Explore existing feedback
Another highly requested feature is to make it easy to explore and browse existing feedback tickets. From the Explore Feedback page you can now see the top tickets and filter on many different properties. Want to see the highest voted for feature requests for the debugger? No problem. A few clicks and you are exploring the tickets most interesting to you. This addresses feature requests #774869, and #533842, with #362457 moved to the roadmap.
Details page
When you click a ticket, you can now clearly see the history of which states it’s been in and where it is in the process to completion. Any ticket that is implemented now clearly shows which release of Visual Studio included it. This addresses feature request #439404 and #637301, with #362522 on the roadmap.

We also updated the commenting system with full markdown support for richer comments. Want to add a picture? No problem, either paste it from the clipboard or drag and drop it from the desktop.
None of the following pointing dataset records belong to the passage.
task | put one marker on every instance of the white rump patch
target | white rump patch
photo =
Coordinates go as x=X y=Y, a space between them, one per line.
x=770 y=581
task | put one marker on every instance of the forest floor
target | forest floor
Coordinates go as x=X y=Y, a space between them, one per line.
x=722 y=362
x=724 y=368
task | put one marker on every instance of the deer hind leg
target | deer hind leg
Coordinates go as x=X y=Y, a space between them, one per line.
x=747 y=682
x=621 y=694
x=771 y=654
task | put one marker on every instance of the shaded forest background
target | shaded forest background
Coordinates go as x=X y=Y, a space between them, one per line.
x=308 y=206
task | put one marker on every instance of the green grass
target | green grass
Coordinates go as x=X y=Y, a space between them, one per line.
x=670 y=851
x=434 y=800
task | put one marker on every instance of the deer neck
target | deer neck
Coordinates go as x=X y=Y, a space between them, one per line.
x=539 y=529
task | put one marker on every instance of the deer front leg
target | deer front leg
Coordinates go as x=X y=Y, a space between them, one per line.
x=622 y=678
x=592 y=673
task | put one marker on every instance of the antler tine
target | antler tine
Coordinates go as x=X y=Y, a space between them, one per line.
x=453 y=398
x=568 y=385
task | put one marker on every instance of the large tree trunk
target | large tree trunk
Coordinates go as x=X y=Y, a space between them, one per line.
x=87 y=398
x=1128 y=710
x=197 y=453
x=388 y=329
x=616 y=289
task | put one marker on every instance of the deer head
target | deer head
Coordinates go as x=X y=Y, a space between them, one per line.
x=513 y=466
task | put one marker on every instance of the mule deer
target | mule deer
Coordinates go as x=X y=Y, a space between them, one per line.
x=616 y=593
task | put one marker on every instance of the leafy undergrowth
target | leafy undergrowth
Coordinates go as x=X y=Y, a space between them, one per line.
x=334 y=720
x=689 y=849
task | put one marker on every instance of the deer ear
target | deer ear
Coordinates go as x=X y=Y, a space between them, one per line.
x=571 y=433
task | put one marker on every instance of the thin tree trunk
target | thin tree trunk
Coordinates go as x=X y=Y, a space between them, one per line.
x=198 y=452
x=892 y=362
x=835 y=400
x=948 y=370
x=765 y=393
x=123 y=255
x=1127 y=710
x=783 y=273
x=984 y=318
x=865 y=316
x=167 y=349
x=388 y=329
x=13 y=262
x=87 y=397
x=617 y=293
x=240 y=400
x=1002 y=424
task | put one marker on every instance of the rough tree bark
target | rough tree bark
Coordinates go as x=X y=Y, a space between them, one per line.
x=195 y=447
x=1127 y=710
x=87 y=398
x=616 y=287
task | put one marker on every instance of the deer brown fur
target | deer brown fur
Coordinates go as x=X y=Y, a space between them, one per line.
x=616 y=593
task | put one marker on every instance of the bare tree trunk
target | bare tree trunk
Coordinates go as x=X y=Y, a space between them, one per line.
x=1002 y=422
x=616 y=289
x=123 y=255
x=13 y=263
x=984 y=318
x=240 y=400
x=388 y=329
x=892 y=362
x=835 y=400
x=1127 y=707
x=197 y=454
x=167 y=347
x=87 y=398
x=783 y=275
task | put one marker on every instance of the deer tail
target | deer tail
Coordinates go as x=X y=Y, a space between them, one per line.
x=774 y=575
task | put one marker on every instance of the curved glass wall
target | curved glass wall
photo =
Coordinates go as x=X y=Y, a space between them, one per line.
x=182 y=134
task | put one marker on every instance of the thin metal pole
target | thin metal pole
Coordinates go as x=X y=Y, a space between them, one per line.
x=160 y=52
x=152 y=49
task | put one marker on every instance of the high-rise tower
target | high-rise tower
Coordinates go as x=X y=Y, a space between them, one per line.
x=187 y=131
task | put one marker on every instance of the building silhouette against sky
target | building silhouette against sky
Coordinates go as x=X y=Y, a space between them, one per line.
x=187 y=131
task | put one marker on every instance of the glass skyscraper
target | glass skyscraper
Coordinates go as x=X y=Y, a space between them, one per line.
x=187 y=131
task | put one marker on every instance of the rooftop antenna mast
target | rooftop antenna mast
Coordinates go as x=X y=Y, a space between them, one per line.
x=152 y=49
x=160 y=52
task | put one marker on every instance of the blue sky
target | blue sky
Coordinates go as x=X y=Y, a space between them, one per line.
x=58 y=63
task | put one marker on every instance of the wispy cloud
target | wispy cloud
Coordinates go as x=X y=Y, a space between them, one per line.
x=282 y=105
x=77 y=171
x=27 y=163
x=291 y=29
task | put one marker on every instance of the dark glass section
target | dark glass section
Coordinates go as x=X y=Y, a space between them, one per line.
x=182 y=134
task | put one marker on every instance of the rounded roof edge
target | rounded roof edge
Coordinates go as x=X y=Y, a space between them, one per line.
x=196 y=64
We also added other improvements such as anchors to easily deep link to a specific comment, @mentions, and more customizable avatar pictures. This addresses feature requests #570754, #486817, and #594491.
For problem reports, it is now easy to distinguish regular comments from proposed solutions, which makes it much easier to see the right solution.
The road ahead
There are lots of other improvements we are planning for, such as better search and deeper Visual Studio integration. However, there are some limits in our current backend infrastructure that we need to resolve before we tackle search and other features. Stay tuned for more information as we continue this journey and please keep the feedback coming.
A special thanks goes out to Mike DePouw, Yann Duran, and many other members of the community who’s input and feedback have been invaluable.


Good morning,
we are very interested in new developments in VisualStudio 2019,
but before making a purchase, it would be possible to know when and if the new version “VisualStudio 2021” will be released
Thanks
Another example of how the feedback/user engagement process is messed up.
https://developercommunity2.visualstudio.com/t/vs-2019-update-9-preview-5-is-out-but-there-are-no/1348138?from=email&viewtype=all#T-ND1348124
Two updates VS 2019 Update 9 Preview 5 and VS 2019 Update 8.6 both released today, with no release notes?
C’mon Microsoft, it’s not like you’re short of staff.
Again, my comment about the need to backport fixes rather than assuming people can change compilers at the drop of a hat:
Another of today’s bugfixes:
https://developercommunity2.visualstudio.com/t/VSDllUnregisterServer-is-slowing-Visual-/1325327
Feedback bot tells the frustrated user to install the preview build not the regular build.
The users response:
“A performance degradation as bad as this one requires a hot fix release, because people literally cannot work on this release! You cannot assume that people will install another (preview) version of Visual Studio side by side, which might even have more serious bugs.
0”
I know I sound like a broken record but I will say this again. You are NOT taking on the feedback we are giving.
You tell us there will be no more "try the latest release" feedback etc.
Here we are. Todays release (Feb 9) of VS 2019 16.8.5. It's still going on.
Example:
https://developercommunity2.visualstudio.com/t/VS-crashes-when-Adding-New-Item---Table/1309885
Feedback bot says:
"A fix for this issue has been released! Install the most recent release from https://visualstudio.microsoft.com/downloads/. Thank you for providing valuable feedback which has helped improve the product."
Question: WHY OH WHY is it soooooo impossibly difficult (sarcasm for emphasis) for that reply to say what...
We’re trying to integrate Developer Community deeper into our engineering systems to better be able to answer what version of VS a fix goes in at the time it was committed. Today, it takes a little time before we know exactly what release it ends up in, but as you can see in the green top header, it now has a release (16.8.5) associated with it.